Putting macroeconomic data, or its leading indicators, against the market can paint a bleak picture today:
The US equity 'market' vs Bloomberg's US Macro Economic Surprise Index (http://www.zerohedge.com/news/2013-04-22/us-macro-data-plunges-5-month-low?utm_source=feedly) (http://www.zerohedge.com/sites/default/files/images/user3303/imageroot/2013/04/20130422_ECO1.jpg)
I would argue that the market priced in recovery, thus the spread in the price of the S&P and the macro data. We are in the midst of a sideways economy as momentum is gained and jobs slowly come back and the S&P sees this already. There will be some down days on bad news and that's when I will use my dry powder because I am now convinced that we are in the midst of a long term upward trend in the market. It won't be like the past 2-3 years but we will see consistent gains during this bullish cycle for at least a couple years.
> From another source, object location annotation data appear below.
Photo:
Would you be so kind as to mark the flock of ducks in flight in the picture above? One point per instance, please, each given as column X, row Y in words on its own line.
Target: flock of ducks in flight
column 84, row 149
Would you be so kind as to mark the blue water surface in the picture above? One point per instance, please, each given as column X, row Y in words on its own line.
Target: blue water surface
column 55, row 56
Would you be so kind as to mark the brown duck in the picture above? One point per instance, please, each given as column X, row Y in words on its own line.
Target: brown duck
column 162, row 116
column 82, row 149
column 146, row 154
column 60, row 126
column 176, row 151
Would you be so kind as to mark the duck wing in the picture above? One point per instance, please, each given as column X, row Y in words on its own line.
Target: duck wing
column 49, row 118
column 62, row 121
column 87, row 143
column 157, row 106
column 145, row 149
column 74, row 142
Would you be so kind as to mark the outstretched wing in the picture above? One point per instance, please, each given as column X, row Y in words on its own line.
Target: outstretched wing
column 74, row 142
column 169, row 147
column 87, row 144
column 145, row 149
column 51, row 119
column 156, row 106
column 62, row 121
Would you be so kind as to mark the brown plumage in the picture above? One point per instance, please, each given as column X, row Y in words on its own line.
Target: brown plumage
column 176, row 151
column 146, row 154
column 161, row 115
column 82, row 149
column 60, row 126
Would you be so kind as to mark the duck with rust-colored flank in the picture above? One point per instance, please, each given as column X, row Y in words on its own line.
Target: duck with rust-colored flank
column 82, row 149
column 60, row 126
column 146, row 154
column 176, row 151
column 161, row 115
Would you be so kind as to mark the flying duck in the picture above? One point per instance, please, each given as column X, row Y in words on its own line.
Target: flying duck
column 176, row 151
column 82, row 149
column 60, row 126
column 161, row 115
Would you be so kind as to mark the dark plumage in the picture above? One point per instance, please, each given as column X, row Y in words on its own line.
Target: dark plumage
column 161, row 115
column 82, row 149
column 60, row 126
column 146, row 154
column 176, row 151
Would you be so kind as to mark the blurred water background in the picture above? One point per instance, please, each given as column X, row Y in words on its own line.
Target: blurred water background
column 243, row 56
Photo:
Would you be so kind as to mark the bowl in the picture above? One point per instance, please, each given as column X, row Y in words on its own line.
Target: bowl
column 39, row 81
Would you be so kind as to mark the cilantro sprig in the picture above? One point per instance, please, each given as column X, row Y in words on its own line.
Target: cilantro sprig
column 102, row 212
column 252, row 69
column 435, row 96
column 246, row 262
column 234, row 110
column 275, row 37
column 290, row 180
The question now is whether to add to current positions (KMR, KMP, NKE, CVS, PNRA, KO, BRK.B, INTC, GE, QCOM, DOW, BA, ADP, WU, EPD, SPH, AXP, HEP) or initiate new positions in equities or EM ETFs? I use macro trends and events to help determine buy/sell points, along with earnings and press releases. I use these events mostly on the buy end since I don't like to sell good companies unless I have a need. As long as my holdings grow their equity/bond earnings yield I want to be an investor. So, near-term bad news of any kind usually indicates a buying opportunity.
Since earning in my holdings and targets have generally met or beat expectations could the GDP release provide this?